17–19 Jun 2020
Civic Centre
Europe/London timezone

Recognition and social freedom beyond borders: A cosmopolitan interpretation of Honneth’s social theory

18 Jun 2020, 15:00

Description

Recognition and social freedom are intersubjective practices in every-day life. They are common practices of giving respect and giving what we owe to each other. As foundational ideas they are key elements in political and social theory. A critical theory, then, evaluates normative aspirations of ideas in contrast to their social and empirical imperfections. In this paper, I engage with a blind spot in Axel Honneth’s critical social theory of recognition and social freedom. As it leaves out transnational and global issues. Honneth develops the normative ideas of mutual recognition and social freedom in relation to “social justice” at the level of the nation-states. However, I claim that recognition and social freedom should also be applied to transnational issues. An expansion towards “global justice” is fruitful and necessary because intersubjective relations do not stop at arbitrary national borders. Social relationships expand over space and time. Therefore, I develop a cosmopolitan account Honneth’s ideas of by understanding mutual recognition as respect across borders and social freedom as global justice.

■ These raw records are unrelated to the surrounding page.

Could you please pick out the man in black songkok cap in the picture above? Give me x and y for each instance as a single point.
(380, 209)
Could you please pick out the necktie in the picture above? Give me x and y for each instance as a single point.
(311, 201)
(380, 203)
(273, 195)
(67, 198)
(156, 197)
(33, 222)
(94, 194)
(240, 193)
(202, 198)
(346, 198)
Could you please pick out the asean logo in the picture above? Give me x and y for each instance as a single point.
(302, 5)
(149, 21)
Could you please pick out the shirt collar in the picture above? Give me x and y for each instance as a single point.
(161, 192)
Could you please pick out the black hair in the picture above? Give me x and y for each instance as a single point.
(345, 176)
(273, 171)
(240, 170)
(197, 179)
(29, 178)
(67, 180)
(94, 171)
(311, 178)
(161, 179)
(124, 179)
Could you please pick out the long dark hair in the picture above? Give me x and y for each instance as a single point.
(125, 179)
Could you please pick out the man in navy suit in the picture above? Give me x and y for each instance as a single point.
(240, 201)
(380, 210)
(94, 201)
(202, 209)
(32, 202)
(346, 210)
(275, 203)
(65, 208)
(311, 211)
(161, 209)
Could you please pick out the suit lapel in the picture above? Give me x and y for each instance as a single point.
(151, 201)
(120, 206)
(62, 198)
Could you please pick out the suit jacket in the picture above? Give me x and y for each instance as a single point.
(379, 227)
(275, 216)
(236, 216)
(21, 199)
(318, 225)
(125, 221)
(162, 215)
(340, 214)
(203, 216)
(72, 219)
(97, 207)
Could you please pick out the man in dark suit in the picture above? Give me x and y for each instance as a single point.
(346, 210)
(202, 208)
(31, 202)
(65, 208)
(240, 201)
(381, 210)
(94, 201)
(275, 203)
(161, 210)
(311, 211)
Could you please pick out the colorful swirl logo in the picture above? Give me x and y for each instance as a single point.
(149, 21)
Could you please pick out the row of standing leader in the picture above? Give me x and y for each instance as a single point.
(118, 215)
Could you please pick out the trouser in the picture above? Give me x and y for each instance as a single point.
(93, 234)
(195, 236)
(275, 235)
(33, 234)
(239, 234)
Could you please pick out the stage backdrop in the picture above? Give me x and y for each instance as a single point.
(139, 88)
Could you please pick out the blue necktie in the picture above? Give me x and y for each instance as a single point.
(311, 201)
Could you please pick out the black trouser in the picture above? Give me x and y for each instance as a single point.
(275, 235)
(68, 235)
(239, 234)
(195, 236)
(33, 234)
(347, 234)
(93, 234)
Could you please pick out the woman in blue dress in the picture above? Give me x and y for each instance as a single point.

The paper also contributes to the methodologies of international political theory and critical social theory. Honneth uses a distinct method of “reconstructivism” in arguing for normative ideas. This method is bridging a gap between ideal theory and the analysis and critique of existing social relations. Honneth’s method is reconstructive in the sense that is uses tools of historical analysis of ideas. It is normative because it views a few ideas and values as constitutive in the reproduction, integration, and most importantly the critique of societies. I contend that Honneth’s method and normative ideas should applied globally. In this sense, a methodological cosmopolitanism about recognition and social freedom is useful for the conceptual understanding of globalization and its implications.